On peut entendre Gérald Godin lire une version légèrement différente de ce texte ici.

«Mastaï hurlait des “tabarnane de cibolaque de câline de binne d’hoston de calvinusse de chrysantème”, qui faisaient pâlir les sœurs et rougir les religieux» (Michel Tremblay, La grosse femme d’à côté est enceinte, p. 162).

«Criss de tabarnak d’hostie de calice de ciboire d’étole de viarge, oussé kié le sacramant de calice de morceau de casse-tête du tabarnak !» (François Blais, Vie d’Anne-Sophie Bonenfant, p. 124)

«Y aiment crissement ça, tabarnak. Si j’fais pas ça, stie d’tabarnak, quessé m’as faire, crisse ? C’est mon ostie d’job d’être la tabarnaque de chef-cook, câlisse. On sert à d’quoi, icitte, crisse de tabarnak. On pourrait pas m’laisser tranquille une crisse de fois d’estie d’tabarnak ? Ça s’pourrait tu ça, câlisse de crisse ?» (Simon Boudreault, Sauce brune, p. 81)

«Et et et si on s’éteignait demain. Je veux dire, en tant que que que race humaine. Ou ou ou ou je veux dire, en tant que généalogie pensante. Ou je veux dire, faux prophètes, ou je veux dire menteurs de tabarnak du crisse d’estie de viarge de crisse de fuck qu’on est menteurs, ou je veux dire, plantes basiques dont l’oxygène est l’hypocrisie calme et généreuse. Je je je me regarde et je je je comprends ce que tu veux dire» (Emmanuel Schwartz, p. 36).
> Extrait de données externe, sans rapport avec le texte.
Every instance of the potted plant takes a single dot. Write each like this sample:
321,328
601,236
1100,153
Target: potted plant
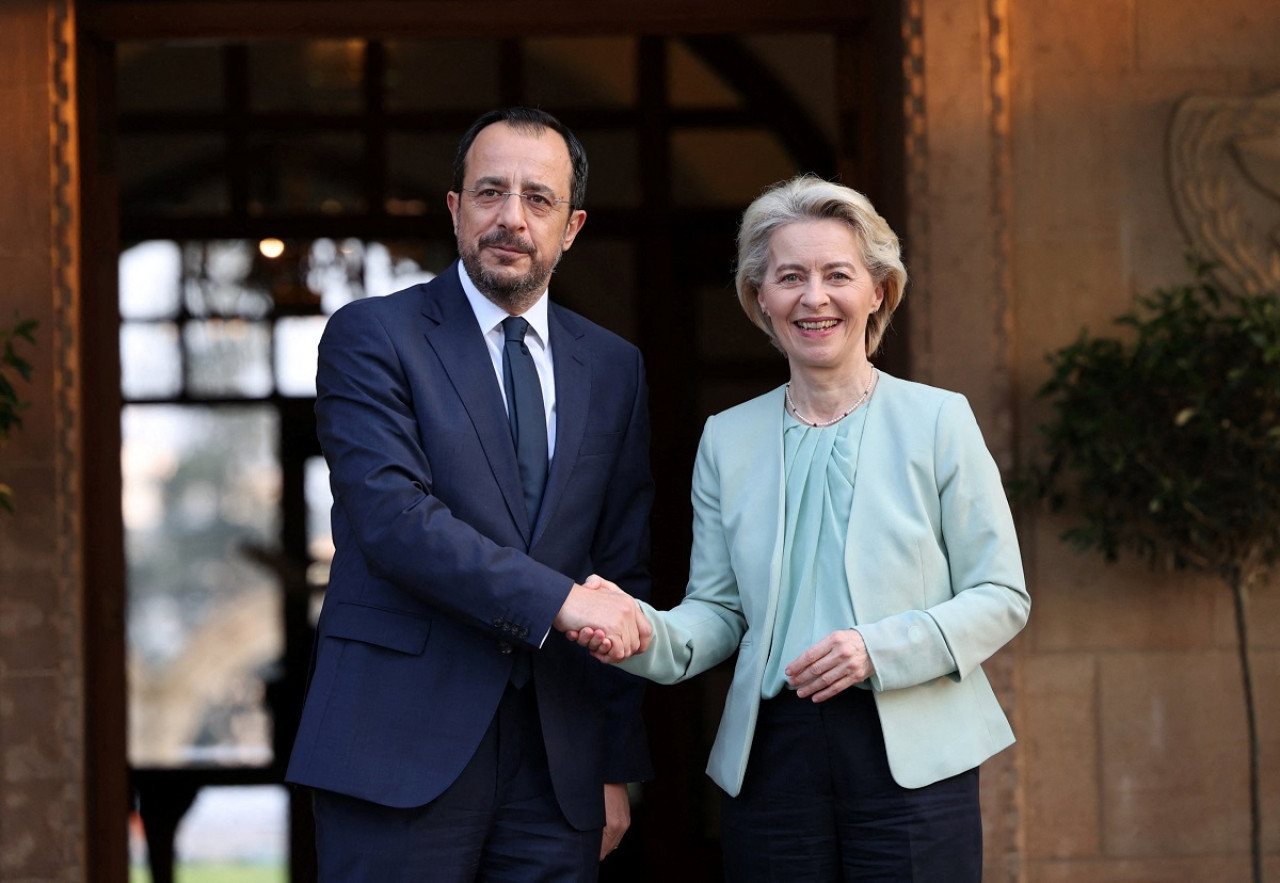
1165,442
10,405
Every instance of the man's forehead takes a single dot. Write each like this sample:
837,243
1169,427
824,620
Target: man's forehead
501,151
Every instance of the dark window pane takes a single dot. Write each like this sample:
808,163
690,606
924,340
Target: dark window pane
580,72
420,173
442,74
318,173
320,76
231,358
179,76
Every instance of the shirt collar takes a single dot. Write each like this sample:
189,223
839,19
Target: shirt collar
489,315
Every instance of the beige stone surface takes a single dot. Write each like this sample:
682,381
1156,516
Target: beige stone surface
1174,763
1214,869
1082,603
1179,35
1060,739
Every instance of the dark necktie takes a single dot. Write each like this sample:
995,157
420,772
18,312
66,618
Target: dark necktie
526,412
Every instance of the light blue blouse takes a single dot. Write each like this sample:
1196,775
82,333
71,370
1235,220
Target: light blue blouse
819,466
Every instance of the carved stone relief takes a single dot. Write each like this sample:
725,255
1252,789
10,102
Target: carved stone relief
1224,168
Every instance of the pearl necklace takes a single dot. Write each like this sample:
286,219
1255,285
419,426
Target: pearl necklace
799,416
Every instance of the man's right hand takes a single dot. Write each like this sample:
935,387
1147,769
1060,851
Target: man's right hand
611,614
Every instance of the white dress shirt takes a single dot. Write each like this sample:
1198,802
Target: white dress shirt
489,315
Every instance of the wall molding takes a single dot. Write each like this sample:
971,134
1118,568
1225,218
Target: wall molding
65,274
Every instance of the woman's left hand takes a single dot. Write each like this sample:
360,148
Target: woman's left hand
830,666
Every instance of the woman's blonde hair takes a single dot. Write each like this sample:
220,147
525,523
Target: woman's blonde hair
807,198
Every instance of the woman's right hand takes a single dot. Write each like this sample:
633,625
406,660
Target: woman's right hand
831,666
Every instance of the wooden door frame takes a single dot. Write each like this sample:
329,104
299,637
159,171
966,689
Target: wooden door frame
101,24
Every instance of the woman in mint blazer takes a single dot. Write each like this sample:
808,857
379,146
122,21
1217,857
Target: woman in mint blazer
853,544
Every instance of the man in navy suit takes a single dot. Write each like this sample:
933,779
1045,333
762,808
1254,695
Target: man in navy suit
447,733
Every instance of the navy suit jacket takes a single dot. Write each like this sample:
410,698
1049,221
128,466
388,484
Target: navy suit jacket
438,579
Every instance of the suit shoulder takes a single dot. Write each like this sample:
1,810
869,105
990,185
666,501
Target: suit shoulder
595,335
406,301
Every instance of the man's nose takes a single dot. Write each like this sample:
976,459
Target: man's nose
511,213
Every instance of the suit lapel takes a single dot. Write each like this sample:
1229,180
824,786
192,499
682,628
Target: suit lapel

«Ben voyons donc… mais ça a pas d’ostie d’câlice de trou d’cul d’marde de saint-ciboire de tabarnac de bon sens ! (Chienne(s), p. 110)

 

Références

Blais, François, Vie d’Anne-Sophie Bonenfant. Roman, Québec, L’instant même, 2009, 241 p.

Boudreault, Simon, Sauce brune, Montréal, Dramaturges éditeurs, 2010, 137 p.
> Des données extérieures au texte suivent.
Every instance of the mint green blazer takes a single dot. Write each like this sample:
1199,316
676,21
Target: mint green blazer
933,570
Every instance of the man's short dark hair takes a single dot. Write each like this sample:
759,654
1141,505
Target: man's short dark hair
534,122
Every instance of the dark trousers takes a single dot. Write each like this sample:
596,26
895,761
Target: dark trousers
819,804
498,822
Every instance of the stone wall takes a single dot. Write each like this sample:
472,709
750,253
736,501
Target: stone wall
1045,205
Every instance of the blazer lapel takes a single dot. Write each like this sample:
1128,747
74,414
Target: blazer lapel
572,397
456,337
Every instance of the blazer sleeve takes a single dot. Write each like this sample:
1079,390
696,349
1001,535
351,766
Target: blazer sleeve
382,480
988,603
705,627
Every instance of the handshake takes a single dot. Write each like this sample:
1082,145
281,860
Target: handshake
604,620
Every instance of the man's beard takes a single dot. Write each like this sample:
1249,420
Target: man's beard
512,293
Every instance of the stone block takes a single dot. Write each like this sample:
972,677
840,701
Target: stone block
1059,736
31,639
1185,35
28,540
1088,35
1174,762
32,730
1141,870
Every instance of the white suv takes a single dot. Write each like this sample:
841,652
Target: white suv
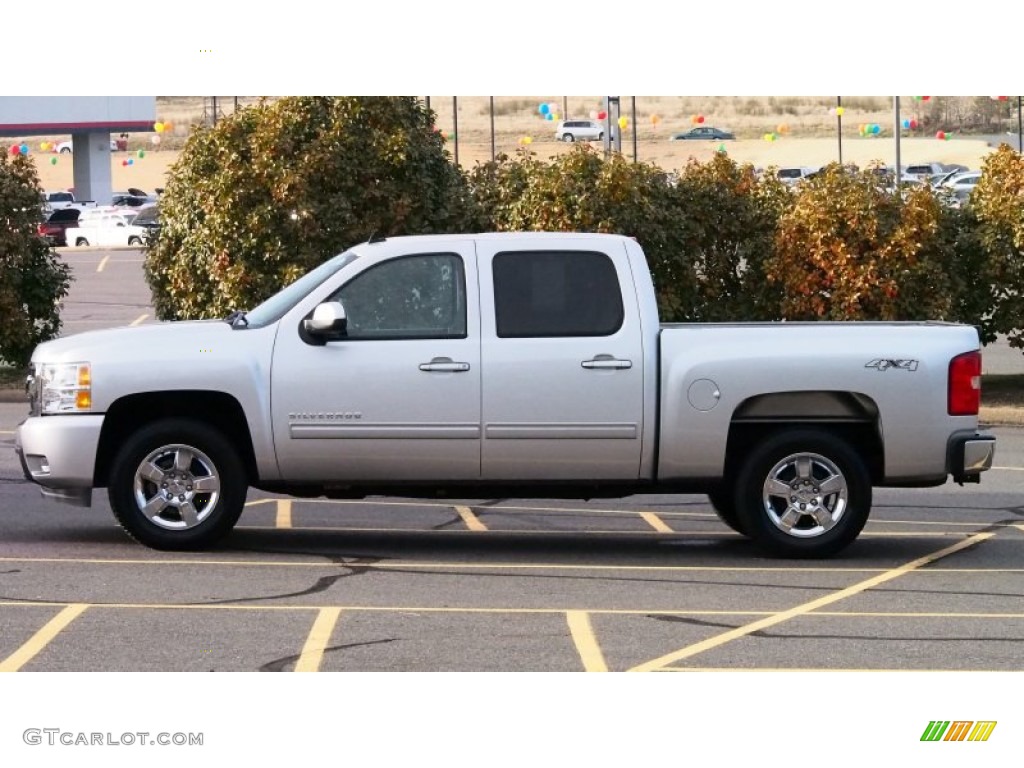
580,130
Chassay, Jean-François, les Taches solaires. Roman, Montréal, Boréal, 2006, 366 p. Ill.

Godin, Gérald, Libertés surveillées, Montréal, Éditions Parti pris, coll. «Paroles», 38, 1975, 50 p.

Milot, Marie-Ève et Marie-Claude St-Laurent, Chienne(s), Montréal, Atelier 10, coll. «Pièces», 25, 2020, 155 p. Ill. Suivi de «Contrepoint. Cachez ce cerveau que je ne saurais voir» par Catherine Lord.

Schwartz, Emmanuel, dans Et si on s’éteignait demain ? Collectif dirigé par Marie-Élaine Guay, Montréal, Del Busso éditeur, 2019, p. 32-41.

Tremblay, Michel, La grosse femme d’à côté est enceinte, Montréal, Leméac, 1978, 329 p.